Coincidió la notoriedad de la operación con las primeras cartas de aguas en los
restaurantes, que defendían los sumilleres húmedos de gozo como si se tratara
de líquidos procedentes de la primera glaciación y a cuya prosperidad
contribuyó Jonás con un entusiasmo sin desmayo, gota a gota.
Artesiano. El
siguiente paso fue la especialización, y la excentricidad, ya como
distribuidor. Mercadeó con botellas exclusivas procedentes de los más
caprichosos destinos. De glaciar, de lluvia, de oasis, de pozo artesiano, de
volcán apagado, de niebla, de mar filtrada. En aquel tiempo glorioso, que ya
pasó, los sumilleres exponían a los clientes las virtudes del H20 excepcional que
–aunque estaba formada por la misma molécula que la corriente– vendían a precio
de obra de arte pequeña. Le atraía en especial la procedente del desierto
porque exprimir aquellos lugares en los que se pasaba sed era de un mérito
perverso.
Ósmosis.

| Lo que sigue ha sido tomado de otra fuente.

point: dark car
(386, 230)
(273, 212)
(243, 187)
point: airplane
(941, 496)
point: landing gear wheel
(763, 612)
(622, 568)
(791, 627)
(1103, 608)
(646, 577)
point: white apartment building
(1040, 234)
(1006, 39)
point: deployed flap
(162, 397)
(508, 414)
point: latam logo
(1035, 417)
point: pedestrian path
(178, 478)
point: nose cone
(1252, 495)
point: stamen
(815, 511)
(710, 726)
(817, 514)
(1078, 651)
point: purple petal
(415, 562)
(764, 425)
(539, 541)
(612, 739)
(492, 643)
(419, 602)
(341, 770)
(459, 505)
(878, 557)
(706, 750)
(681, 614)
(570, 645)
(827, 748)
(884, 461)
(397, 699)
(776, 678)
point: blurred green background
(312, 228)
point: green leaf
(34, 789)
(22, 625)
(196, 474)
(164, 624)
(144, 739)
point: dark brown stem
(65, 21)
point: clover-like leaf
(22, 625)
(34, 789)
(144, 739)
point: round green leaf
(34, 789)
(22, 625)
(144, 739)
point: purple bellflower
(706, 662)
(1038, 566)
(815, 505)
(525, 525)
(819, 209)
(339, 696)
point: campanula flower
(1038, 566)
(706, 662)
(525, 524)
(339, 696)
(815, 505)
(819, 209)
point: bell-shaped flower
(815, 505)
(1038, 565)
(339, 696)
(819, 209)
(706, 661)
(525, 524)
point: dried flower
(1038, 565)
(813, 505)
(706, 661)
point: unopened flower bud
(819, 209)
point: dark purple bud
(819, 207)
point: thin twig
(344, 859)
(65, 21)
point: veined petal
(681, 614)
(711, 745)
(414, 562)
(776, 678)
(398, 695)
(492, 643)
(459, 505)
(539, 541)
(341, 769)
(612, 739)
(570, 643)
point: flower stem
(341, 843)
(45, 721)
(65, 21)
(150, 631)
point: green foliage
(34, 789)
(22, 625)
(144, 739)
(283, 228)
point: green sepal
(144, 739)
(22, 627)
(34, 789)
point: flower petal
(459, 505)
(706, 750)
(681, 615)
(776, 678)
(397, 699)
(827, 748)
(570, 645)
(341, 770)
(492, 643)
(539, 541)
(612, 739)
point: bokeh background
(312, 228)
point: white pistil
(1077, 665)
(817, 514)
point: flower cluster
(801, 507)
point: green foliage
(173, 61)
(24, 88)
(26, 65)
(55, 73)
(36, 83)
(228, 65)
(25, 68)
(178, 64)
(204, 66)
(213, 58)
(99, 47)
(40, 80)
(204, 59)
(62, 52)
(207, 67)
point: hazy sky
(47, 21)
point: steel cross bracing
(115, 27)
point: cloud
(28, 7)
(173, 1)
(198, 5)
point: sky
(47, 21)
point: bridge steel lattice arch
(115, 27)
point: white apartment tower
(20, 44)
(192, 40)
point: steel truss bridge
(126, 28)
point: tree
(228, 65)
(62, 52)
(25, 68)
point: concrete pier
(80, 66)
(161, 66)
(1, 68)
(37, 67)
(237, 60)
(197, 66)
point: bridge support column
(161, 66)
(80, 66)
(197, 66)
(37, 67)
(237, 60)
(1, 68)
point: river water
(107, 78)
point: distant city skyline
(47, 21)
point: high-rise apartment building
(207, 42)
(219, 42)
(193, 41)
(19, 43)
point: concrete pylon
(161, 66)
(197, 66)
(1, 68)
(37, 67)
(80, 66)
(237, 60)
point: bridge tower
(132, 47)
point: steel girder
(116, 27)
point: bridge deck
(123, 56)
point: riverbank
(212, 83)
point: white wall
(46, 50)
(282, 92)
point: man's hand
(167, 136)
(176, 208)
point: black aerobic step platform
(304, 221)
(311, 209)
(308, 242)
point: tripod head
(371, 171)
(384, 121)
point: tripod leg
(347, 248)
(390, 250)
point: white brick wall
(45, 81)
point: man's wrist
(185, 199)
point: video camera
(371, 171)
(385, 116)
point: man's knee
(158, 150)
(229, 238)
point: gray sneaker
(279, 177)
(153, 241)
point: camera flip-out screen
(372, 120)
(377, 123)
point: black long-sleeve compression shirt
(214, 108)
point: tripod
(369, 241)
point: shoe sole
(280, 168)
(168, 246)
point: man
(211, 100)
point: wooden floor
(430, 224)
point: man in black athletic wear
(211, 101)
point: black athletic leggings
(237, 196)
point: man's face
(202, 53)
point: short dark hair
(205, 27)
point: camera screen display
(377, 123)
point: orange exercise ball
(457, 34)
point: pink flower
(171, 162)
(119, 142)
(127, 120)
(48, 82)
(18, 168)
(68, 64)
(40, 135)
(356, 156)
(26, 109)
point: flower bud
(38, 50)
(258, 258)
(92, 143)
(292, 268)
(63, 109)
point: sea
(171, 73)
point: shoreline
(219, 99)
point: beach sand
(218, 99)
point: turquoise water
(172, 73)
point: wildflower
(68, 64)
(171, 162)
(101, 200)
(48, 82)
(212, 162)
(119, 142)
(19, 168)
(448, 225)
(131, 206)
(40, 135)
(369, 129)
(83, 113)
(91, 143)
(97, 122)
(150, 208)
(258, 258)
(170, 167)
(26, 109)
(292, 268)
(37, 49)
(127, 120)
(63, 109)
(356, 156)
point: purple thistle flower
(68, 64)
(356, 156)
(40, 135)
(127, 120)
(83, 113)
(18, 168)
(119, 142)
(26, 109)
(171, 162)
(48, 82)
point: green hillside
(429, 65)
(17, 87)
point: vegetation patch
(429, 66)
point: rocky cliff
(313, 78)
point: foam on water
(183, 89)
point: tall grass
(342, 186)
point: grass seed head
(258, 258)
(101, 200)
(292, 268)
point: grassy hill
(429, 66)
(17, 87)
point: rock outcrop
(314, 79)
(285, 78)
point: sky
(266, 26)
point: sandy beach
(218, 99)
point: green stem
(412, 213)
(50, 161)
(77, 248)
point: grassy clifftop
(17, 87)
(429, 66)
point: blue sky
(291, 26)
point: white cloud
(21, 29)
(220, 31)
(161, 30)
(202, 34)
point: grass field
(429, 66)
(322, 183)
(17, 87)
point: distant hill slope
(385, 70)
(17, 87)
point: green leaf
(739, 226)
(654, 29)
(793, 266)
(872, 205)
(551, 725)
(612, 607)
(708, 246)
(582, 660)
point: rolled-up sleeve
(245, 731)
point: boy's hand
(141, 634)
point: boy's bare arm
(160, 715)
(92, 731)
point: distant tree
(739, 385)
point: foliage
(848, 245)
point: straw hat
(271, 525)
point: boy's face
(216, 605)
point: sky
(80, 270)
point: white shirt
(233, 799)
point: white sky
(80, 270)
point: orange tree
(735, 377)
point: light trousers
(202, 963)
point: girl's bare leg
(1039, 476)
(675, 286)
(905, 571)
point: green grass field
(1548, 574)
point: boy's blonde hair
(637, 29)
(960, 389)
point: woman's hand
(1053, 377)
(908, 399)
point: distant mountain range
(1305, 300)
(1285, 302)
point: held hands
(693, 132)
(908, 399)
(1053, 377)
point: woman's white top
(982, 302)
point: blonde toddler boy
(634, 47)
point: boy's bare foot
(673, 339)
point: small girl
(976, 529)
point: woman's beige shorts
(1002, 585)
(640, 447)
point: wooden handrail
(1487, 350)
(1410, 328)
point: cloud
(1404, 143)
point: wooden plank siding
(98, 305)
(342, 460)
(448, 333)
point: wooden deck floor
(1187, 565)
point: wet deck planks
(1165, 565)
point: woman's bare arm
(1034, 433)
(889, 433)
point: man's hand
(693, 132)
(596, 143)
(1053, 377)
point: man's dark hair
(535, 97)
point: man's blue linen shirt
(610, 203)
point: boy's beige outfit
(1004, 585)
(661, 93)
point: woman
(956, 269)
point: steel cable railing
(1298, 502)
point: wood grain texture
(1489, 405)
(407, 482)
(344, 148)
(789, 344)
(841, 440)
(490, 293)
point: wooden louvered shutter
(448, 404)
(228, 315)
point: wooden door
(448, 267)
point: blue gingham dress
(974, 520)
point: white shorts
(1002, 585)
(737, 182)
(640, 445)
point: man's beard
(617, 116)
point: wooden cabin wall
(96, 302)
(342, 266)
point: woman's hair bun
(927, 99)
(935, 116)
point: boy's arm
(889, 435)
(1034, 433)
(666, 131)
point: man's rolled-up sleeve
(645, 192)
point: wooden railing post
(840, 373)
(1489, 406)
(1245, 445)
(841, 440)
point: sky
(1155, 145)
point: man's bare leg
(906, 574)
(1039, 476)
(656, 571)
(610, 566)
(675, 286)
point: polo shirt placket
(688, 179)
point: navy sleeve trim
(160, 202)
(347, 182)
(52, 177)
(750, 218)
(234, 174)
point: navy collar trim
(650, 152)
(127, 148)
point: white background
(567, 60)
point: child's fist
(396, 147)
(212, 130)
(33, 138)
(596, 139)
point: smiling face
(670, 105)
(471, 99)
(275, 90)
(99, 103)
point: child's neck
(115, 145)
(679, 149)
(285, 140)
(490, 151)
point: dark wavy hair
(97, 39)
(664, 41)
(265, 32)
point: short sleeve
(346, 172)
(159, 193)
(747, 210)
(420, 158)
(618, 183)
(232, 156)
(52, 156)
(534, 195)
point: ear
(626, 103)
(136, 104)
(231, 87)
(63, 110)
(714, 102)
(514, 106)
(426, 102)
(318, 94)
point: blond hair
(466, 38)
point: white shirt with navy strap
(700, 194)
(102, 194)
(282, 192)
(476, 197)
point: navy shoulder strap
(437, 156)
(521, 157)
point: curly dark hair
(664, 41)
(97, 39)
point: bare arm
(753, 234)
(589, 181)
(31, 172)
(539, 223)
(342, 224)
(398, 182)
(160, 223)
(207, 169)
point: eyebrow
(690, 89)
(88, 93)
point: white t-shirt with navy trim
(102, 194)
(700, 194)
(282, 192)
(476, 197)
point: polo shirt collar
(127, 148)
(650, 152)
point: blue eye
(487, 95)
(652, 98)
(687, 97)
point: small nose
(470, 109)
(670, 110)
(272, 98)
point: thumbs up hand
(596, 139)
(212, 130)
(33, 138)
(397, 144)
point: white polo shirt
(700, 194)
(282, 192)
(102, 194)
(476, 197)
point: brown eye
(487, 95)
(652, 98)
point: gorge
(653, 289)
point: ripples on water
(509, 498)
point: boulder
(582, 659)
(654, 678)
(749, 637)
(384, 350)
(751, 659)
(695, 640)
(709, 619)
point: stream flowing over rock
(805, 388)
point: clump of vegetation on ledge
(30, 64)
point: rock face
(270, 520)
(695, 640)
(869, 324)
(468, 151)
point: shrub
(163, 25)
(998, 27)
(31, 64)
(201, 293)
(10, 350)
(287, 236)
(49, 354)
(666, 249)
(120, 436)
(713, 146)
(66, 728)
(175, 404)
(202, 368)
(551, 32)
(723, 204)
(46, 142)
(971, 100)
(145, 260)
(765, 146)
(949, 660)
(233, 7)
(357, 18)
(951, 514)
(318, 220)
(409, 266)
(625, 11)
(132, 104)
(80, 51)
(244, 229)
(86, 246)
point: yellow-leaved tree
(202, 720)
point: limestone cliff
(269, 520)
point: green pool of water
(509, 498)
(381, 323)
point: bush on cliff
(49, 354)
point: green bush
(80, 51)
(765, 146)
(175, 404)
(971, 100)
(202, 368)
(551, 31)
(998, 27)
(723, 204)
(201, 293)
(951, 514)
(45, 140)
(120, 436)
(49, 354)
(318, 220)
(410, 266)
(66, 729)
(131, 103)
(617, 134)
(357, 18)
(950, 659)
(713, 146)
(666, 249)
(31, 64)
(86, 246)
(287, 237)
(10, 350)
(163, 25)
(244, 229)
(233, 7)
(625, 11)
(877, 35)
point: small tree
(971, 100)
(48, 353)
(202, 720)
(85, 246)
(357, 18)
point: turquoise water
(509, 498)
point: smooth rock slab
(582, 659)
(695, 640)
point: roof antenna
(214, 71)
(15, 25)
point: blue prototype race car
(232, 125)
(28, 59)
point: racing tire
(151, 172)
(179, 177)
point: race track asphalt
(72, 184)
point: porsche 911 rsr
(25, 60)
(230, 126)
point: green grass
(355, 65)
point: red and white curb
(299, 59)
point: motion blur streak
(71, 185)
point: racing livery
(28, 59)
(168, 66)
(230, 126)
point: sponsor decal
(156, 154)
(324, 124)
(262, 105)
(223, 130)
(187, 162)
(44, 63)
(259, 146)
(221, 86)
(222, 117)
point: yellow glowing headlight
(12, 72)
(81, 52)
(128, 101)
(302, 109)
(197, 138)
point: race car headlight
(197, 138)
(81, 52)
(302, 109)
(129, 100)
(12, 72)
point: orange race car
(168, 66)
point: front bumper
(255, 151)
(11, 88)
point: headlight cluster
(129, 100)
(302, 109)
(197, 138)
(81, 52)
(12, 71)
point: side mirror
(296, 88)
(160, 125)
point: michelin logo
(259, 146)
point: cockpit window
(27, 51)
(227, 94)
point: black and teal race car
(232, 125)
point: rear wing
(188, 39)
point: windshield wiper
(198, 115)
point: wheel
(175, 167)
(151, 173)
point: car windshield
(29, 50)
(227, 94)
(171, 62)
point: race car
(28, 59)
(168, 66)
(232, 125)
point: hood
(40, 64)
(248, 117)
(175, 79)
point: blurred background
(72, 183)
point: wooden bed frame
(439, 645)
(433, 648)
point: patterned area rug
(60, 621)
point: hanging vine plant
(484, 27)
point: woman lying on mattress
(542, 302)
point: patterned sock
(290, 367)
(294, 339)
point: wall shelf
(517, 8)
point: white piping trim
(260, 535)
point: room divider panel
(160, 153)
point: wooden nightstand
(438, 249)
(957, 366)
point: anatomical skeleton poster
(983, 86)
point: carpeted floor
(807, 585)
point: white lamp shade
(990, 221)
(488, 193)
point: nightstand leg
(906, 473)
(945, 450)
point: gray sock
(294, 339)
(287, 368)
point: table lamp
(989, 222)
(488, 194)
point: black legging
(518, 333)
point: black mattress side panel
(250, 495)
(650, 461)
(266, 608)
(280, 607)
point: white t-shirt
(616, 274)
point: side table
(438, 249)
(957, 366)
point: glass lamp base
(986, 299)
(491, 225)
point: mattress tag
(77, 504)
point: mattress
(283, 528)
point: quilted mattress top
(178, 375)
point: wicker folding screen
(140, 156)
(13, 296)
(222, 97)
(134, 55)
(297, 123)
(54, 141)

El
primer paso hacia el hundimiento fue la llegada del sistema de ósmosis a los
restaurantes, que además comenzaron a chulear a Jonás con botellas con rótulos
mentirosos: Agua acabada de hacer o agua de kilómetro cero. ¡Cómo
podían tener tanta jeta, si aquello manaba desde grandes distancias! Los
antiguos aliados se convirtieron en los enemigos. Los sumilleres volvieron a
concentrarse en los vinos ante el alivio de los clientes, a los que dejaron de
importunar con varios juegos de cartas.
Secreción. A
punto de abandonar por sequía de ideas, se le ha ocurrido envasar una secreción
íntima. ¿Cuánto está dispuesto a pagar el mercado por un litro de lágrimas? Ha
tardado en llenar el recipiente: ha tenido que provocar muchos disgustos para
recoger la savia amarga con un embudito. Un litro de lágrimas solo se obtiene
siendo la peor de las personas. Al final se ha quedado solo, abandonado por ser
el causante de un inmenso dolor. Desesperado, ha abierto la única botella del
mundo con agua de lágrimas. Ha dado un trago y, esperando encontrar algo
sublime, solo ha sido capaz de notar la sal.